Sarah approached the casket escorted by Luke and Nathan. John held her tightly as she collapsed under the emptiness, which now crushed her heart. She wailed inconsolably as Luke and Nathan gripped her waist tightly. Their tears soaked through her skirt, Jacob’s favorite, a light-blue mini that she’d worn on their first date. She also wore the matching light-blue and white halter top. She wore her sorrow over everything else. Her parents couldn’t find the energy to stand; Jacob’s would have been there, had they known their son, and he them. All those in observance sat with their heads hanging low as if the gravity of the Earth had concentrated on that melancholy ground.

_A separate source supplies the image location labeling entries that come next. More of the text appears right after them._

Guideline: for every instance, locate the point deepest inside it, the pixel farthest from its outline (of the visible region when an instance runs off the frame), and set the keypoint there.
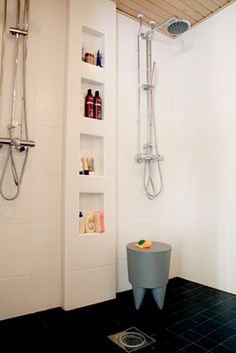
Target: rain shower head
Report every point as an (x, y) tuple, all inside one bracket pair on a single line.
[(173, 26), (177, 26)]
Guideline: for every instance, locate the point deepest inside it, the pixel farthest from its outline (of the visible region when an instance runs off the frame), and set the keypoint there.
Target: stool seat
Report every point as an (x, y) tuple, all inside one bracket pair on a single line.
[(148, 269)]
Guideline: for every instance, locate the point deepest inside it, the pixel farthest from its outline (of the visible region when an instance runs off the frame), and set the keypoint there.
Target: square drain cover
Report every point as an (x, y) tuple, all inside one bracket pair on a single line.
[(131, 339)]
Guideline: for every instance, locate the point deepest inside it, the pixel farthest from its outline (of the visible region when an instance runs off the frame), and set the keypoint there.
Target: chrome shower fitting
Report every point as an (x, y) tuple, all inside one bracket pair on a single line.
[(147, 155), (17, 140)]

John escorted the trio to the casket and stood guard over them as they knelt before it. Their pain consumed all in attendance. Their wounds were of the unhealing kind. Their cries were never to be quieted; their prayers never to be answered. After several minutes, Sarah summoned the strength to pick herself up off of the ground, and she carried her boys with her. She stroked the top of the lacquered coffin, longing for his face. She spoke to him and bargained for his return.

“I need you. The boys need you,” she pleaded as she clutched her boys tightly around her and drowned them in tearful kisses.

Nathan’s scalp was still hairless and the incision from Dr. Monte-Alban’s procedure was heavily bandaged. The doctors had cautioned against letting Nathan out of the hospital, but he would not relent. He had to see his father, for
he
above all wept the loudest. He had lived because of his father’s death, and he would honor the sacrifice until he returned to be laid down next to him.